Linseed oil binds the surface fibers of the wood and imparts a grabby feel that is pleasant to the hand. My hunting rifle has a finish of GI cosmoline melted into the wood and is maintained with linseed oil. In short, most varnishes are harder and less reparable than linseed oils. If there is a reason that linseed is popular culturally it is availability and low cost.
 
Hi Bill,
Many, perhaps most original guns finished with linseed oil were finished with an oil varnish, not BLO alone. Linseed oil was mixed with a copal resin varnish, which produced a hard water resistant finish, much like what I suggested to Tripp above. In my case, I substituted polyurethane varnish for the copal resin. Another poster suggested a mix of linseed oil and spar varnish, again a similar method. Tried and True sells a linseed oil-varnish that is a pretty good approximation of many original finishes. These are all essentially the same idea. In addition, Mitch Yates revealed on some original Lehigh guns that some gun makers used shellac first to fill the grain and then used a linseed oil varnish on top.

dave
 
PeteDavis said:
My hunting rifle has a finish of GI cosmoline melted into the wood and is maintained with linseed oil.

To me, that is astonishing. I once purchased an old WW II German Mauser that had been packed in cosmoline ever since WW II. Fortunately, I only wanted the action to build a new rifle because the cosmoline had saturated the wood and had ruined it. The barrel was shot out and worthless but that was okay for my purposes, I was only interested in the action and it was in great shape. Anyway, based on my limited experience, cosmoline as a stock finish.....I am amazed. But, if it works for you.....what can I say? :idunno:

When I was in the Marines, I once had an assignment to unpack and de-grease new M1-A rifles that had been coated with cosmoline on all of the metal parts. The rifles were new and I don't know how long they had been packed in the cosmoline but, in that case, it didn't seem to have hurt the stocks. Nasty job, I'm glad it lasted only about a week.
 
AS promised here is a link to view the finished rifle. Many thanks to all who advised me on the finish of the rifle. I was very surprised at how well your formula worked Dave! As this is my first build, I did not know what to expect for the results, they were better than I had hoped for and the new owner is extremely happy with his upgraded Pedersoli rifle.
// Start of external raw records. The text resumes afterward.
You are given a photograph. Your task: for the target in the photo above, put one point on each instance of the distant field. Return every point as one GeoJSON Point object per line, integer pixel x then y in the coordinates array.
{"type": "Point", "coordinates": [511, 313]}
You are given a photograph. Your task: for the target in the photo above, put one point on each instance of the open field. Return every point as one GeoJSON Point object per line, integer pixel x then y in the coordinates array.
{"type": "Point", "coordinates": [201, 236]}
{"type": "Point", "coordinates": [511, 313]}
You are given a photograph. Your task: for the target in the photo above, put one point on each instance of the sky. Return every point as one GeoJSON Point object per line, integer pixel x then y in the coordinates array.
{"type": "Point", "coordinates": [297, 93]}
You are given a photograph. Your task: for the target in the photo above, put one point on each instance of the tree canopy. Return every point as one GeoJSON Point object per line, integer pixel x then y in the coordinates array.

Love this place! :hatsoff:

Please scroll to the bottom of the page for the rifle build, Linky; Bucks county rifle build
 
Woodturners use a finish called shine juice, a combination of BLO, shellac and denatured alcohol. It dries to the touch with just the heat of friction on the turning wood. However, you must use dewaxed shellac or second and following coats will not stick properly. It is similar to the period correct French polish on very high end colonial furniture that extremely wealthy folks might have had. This is elbow grease intensive and leaves a very glossy finish like glass. If there was ever a chance of needing to apply anything over the finish, do not apply wax.